Я и верю и не верю, но уговаривать себя не заставляю. Сомушшать Рыжий великий искусник – там не поддайся! – воли никакой не хватит, живой – не камень, льнёшь – как к липкому. Если и обманывает, то и себя же сам не меньше, чем других, но это честно ведь – в равном все положении при этом, получается, – и он, и ты, ты даже в более удобном – не согласился и ушёл, ну а ему-то от себя куда деваться. А сам себе верит – и нас, товарищей своих, к этому вынуждает – врёт-то уж очень заразительно он, редко кто правду так доносит. Не врёт, конечно, а выдумывает.
«Варнак! Врахотка, язви бы тебя!» – говорит ему его дедушка, Иван Захарович, когда в досаде шибкой на него, на внука, в чём-то его «нешшадно омманувшего». Бывает. Но это дедушка родной. А нам-то ладно, нам-то что, и у самих в пушку маленько рыльца.
– Чё, точно, чё ли!? – спрашиваю я – так, для проформы. Сам-то, в душе, уже и согласился. – А не свистишь? – спрашиваю.
– Хе! – полоснул он, Рыжий, меня глазами-щелками, чуть не порезал. – Свистишь! – И говорит: – Не точно было бы, не клялся б смертью баушки, а то клянусь вот!.. Клянусь смертью баушки! – приложив руку к груди и щурясь на солнце, как на третейского судью, торжественно поклялся.
Как не поверить.
Взяли мы червей и удочки. Пошли на Кемь.
– Тока не здесь, парень, давай-ка не по улице, а по задам, – говорит Рыжий. – В заогороды. А то Делюевы тут, по деревне-то, и – Клава! В окошко выпялится – сглазит.
Тут же, от дома Чеславлевых, вернее от их амбара, свернули мы в тихий заулок, на зады им, заулком этим, скоро выбрались, пошли задами.
Не пыльно – замечательно: идём – впереди Буска, Рыжий за ним, я замыкающим – по тропке мягкой, травянистой – не комары б ещё – близко от ельника и ветра нет, так и полно их, – и вовсе было бы всё здорово, то с головы до ног нас облепили – на шароварах тёмных, так особенно – за ночь-то как оголодали – пуще крапивы, гады, жалят. Но в сетки-накомарники ещё не наряжаемся – и душно в них, и хуже видно, – пока без них, без сеток, терпим.

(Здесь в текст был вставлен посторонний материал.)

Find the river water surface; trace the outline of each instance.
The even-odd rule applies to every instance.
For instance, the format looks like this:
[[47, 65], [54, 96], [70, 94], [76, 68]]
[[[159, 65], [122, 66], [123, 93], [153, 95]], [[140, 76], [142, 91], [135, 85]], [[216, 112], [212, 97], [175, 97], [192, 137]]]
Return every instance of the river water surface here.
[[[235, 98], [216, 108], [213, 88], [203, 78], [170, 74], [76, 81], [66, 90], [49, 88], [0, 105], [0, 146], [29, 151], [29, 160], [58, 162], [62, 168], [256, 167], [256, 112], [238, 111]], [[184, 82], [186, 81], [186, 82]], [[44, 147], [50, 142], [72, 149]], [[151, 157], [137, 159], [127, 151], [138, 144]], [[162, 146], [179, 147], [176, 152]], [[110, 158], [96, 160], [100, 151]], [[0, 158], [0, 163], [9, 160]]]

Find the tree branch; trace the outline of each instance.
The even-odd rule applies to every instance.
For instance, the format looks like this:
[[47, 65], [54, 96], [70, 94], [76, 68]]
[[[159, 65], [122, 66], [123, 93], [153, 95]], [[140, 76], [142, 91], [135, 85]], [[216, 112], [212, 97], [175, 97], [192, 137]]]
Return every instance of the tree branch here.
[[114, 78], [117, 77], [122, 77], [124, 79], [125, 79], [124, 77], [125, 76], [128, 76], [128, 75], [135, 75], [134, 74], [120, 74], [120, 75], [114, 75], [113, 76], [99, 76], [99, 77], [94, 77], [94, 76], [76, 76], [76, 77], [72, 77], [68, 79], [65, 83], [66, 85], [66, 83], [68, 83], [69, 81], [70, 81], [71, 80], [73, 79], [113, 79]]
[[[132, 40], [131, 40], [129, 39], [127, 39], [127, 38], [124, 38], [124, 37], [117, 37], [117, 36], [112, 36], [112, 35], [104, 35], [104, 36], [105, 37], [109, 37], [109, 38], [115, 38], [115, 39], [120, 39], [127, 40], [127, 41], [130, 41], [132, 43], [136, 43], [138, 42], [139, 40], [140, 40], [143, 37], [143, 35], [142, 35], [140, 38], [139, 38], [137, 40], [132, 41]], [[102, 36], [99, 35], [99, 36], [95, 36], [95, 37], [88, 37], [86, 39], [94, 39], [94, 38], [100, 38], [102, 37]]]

– Заплата новая – на ней их сиксильон, – говорит Рыжий, хлопая себя по коленке. И говорит: – Теперь ни одного вот… но надолго ли!
Возле Куртюмки встретили нас чибисы, атаковать взялись с налёту, кричат тревожно – о гнёздах своих обеспокоились, конечно, – нужны они нам, гнёзда эти! – когда таймень в Кеми нас дожидается.
Рыжий, замахиваясь на птиц удилищем, грозится всех их, если они не угомонятся, в силки переловить, с кого-кого, с него-то станет – дело известное.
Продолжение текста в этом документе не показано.